Emmanuel Macron a-t-il fait l’objet d’un redressement fiscal ?
A PRIORI FAUX
L’entourage du ministre assure que sa situation fiscale n’est pas entachée d’irrégularité et qu’il « n’a fait l’objet d’aucune notification d’un redressement », d’après Le Monde. Une précision similaire à celle relayée par le Canard Enchainé selon lequel « il a fait spontanément fait une déclaration rectificative » pour 2013 et 2014.
Ce retour en arrière sur trois années est lié au caractère triennal du délai durant lequel les services des impôts peuvent effectuer un contrôle et demander des comptes.
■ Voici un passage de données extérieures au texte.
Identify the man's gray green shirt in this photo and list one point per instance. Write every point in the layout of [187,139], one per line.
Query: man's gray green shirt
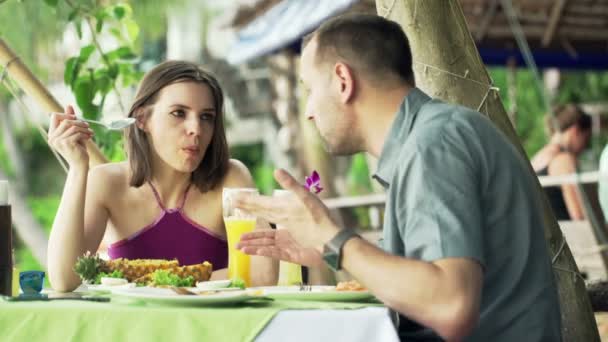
[457,188]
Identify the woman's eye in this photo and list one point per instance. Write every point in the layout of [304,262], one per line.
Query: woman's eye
[207,117]
[178,113]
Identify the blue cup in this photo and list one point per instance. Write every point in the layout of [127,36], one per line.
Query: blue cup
[31,281]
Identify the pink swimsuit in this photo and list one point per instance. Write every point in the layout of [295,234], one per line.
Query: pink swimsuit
[173,236]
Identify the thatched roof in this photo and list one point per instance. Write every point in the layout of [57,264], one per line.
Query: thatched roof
[569,25]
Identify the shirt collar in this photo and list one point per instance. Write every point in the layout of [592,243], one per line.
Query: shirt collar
[400,128]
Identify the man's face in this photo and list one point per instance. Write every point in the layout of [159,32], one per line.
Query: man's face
[323,106]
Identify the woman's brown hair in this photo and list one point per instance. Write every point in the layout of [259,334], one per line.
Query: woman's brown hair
[214,165]
[566,116]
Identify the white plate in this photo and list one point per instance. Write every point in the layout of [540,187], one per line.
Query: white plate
[101,287]
[215,285]
[316,293]
[168,297]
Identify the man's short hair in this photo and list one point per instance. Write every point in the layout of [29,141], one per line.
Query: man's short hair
[372,45]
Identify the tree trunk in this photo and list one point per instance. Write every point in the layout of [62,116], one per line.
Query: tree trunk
[34,88]
[13,151]
[442,46]
[27,227]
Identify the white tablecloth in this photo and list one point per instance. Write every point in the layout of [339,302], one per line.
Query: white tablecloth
[365,325]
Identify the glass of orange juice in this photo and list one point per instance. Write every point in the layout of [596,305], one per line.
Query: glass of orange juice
[289,273]
[237,223]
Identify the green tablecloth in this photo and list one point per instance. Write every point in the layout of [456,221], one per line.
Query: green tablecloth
[122,320]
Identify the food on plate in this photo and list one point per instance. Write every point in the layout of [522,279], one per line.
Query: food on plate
[141,271]
[352,285]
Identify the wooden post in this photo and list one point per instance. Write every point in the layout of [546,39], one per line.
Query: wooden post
[447,65]
[35,89]
[6,251]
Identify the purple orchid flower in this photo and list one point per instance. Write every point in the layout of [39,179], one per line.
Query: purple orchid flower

C’est ce que l’on appelle le délai de reprise.
Emmanuel Macron a-t-il sous-évalué son patrimoine immobilier ?
JOKER
« Après un an et demi de discussions avec le fisc, ayant porté en particulier sur la valeur de la demeure de son épouse au Touquet, Emmanuel Macron a finalement admis qu’il devait payer l’ISF et déposé une déclaration rectificative pour les années 2013 et 2014 », selon Mediapart. La sous-évaluation du patrimoine immobilier serait donc la cause de l’entrée du couple dans le barème de l’ISF.
Sous-évaluer sa maison ou son appartement est un sport national chez les foyers assujettis à l’ISF. A ce titre, le fait qu’Emmanuel Macron et son épousent auraient minoré la valeur de leur résidence secondaire à 1,2 million d’euros, et non 1,4 million selon le fisc, ne serait pas très surprenant. Les époux Macron se seraient comportés comme nombre d’autres contribuables. Impossible cependant de vérifier les faits relatés par Mediapart et le Canard Enchaîné.
En revanche, les données sur l’appartement parisien d’Emmanuel Macron sont publiques, puisqu’il en a fait mention dans sa déclaration à la HATVP. Et force est de constater que le ministre n’a probablement pas sous-évalué ce bien, bien au contraire (voir ci-après).
Appartement à Paris : « J’ai acheté cher »
VRAI
Le Canard Enchaîné relève que l’ex-secrétaire général adjoint de François Hollande à l’Elysée n’a revalorisé que de 5% la valeur de son appartement de 83 m² avec terrasse situé dans le XVème arrondissement de Paris entre 2007 et 2014, alors que les prix dans cet arrondissement de la capitale ont grimpé de plus de 30% dans l’intervalle. Les faits sont facilement vérifiables : Emmanuel Macron a levé le voile sur le prix d’acquisition du bien en juin 2007 (890.000 euros auxquels se sont ajoutés 70.000 euros de travaux) et sur le prix de marché du bien au 24 octobre 2014 (935.000 euros), date de sa déclaration de situation patrimoniale à la Haute autorité pour la transparence de la vie publique.
Une preuve de sous-évaluation ? Pas sûr. « J’ai acheté cher », se justifie le ministre auprès du Canard. Ce qui l’aurait conduit à augmenter très modérément l’évaluation de son bien en 7 ans. Un discours cohérent : le ministre a acquis son bien au prix de 10.700 euros le mètre carré en 2007, bien au-delà des prix de l’époque : au deuxième trimestre 2007, les appartements anciens vendus libres de gré à gré et en pleine propriété se négociaient à 6.390 euros le mètre carré. Le ministre aurait surpayé son bien de 68% par rapport au prix d’alors ! Avec une telle surcote, l’ex-banquier d’affaires de Rothschild & Cie a manifestement eu un véritable coup de cœur pour ce bien. Qu’il aurait vendu fin 2015, selon le Canard Enchaîné. A un prix tenu cette fois confidentiel.